Увидя издали подготовительные шаги к представлению, Морель подошел ближе. Королева подала руку г-ну де Шарлюс. На него тоже она была сердита, но только за то, что он не дал более энергичного отпора гнусным обидчикам. Она покраснела от стыда за этого человека, с которым Вердюрены посмели так обращаться. Полная простоты симпатия, которую она к ним проявила несколько часов тому назад, и заносчиво надменная поза, в которой она теперь стояла перед ними, брали начало в одном и том же участке ее сердца. Будучи женщиной очень доброй, королева понимала доброту прежде всего в форме несокрушимой привязанности к людям, которых она любила, ко всем своим родственникам, в числе которых находился и г. де Шарлюс, далее ко всем представителям буржуазии или простонародья, умевшим уважать тех, кого она любила, и питать к ним добрые чувства. И к г-же Вердюрен проявила она симпатию тоже как к женщине, одаренной этими добрыми инстинктами. Разумеется, это узкая, немного торийская и весьма старомодная концепция доброты. Но отсюда не следует, чтобы доброта ее была менее искренной и менее пылкой. Древние любили общину, которой они себя посвящали, хоть она и не превышала пределов города, как и наши современники любят свою родину не меньше тех людей, что будут любить соединенные штаты всего земного шара.

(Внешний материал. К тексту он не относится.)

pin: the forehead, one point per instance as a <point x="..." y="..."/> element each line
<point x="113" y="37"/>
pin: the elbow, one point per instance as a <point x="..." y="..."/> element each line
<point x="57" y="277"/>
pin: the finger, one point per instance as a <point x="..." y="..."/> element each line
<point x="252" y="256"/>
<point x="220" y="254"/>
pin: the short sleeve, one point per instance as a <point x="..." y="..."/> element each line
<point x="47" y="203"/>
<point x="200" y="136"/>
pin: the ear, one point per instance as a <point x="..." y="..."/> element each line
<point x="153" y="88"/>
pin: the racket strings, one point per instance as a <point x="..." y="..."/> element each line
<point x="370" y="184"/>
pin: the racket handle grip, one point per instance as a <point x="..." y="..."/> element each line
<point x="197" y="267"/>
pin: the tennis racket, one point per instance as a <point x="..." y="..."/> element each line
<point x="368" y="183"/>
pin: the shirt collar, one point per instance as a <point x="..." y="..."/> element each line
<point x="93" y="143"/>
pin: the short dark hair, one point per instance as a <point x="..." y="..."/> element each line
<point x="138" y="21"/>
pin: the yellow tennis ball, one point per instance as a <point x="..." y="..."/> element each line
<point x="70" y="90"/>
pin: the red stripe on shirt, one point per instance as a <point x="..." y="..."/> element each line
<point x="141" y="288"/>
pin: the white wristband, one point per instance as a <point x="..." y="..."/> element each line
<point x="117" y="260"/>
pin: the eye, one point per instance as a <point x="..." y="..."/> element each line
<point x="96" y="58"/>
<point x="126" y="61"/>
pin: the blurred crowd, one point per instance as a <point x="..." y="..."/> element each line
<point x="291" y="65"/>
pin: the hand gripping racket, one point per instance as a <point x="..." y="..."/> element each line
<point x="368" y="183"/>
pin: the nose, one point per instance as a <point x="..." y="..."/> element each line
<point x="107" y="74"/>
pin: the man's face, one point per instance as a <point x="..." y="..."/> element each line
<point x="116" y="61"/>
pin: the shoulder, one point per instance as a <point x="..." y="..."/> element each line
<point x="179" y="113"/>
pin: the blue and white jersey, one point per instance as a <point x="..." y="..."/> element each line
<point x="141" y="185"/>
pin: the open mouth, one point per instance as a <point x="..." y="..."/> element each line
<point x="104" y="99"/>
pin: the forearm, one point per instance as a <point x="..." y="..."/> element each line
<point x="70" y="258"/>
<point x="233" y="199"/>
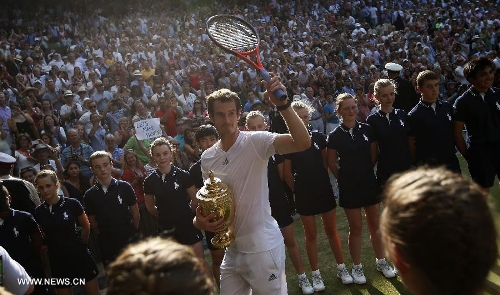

Совсем рядом я имел пример моей матери, которую г-же де Камбремер и герцогине Германтской никогда не удавалось склонить к участию ни в каком филантропическом предприятии, ни в каком патриотическом доме трудолюбия для женщин, никогда не удавалось уговорить быть продавщицей или патронессой. Я вовсе не хочу этим сказать, чтобы она была права, подчиняя свои поступки лишь голосу сердца и сохраняя сокровища своей любви и щедрости для семьи, для слуг, для тех несчастных, что волею случая оказались на ее пути, но я хорошо знаю, что сокровища эти у нее, как и у моей бабушки, были неисчерпаемы и намного превосходили все, что в этом отношении могли сделать и когда-нибудь сделали герцогини Германтские и госпожи Камбремер.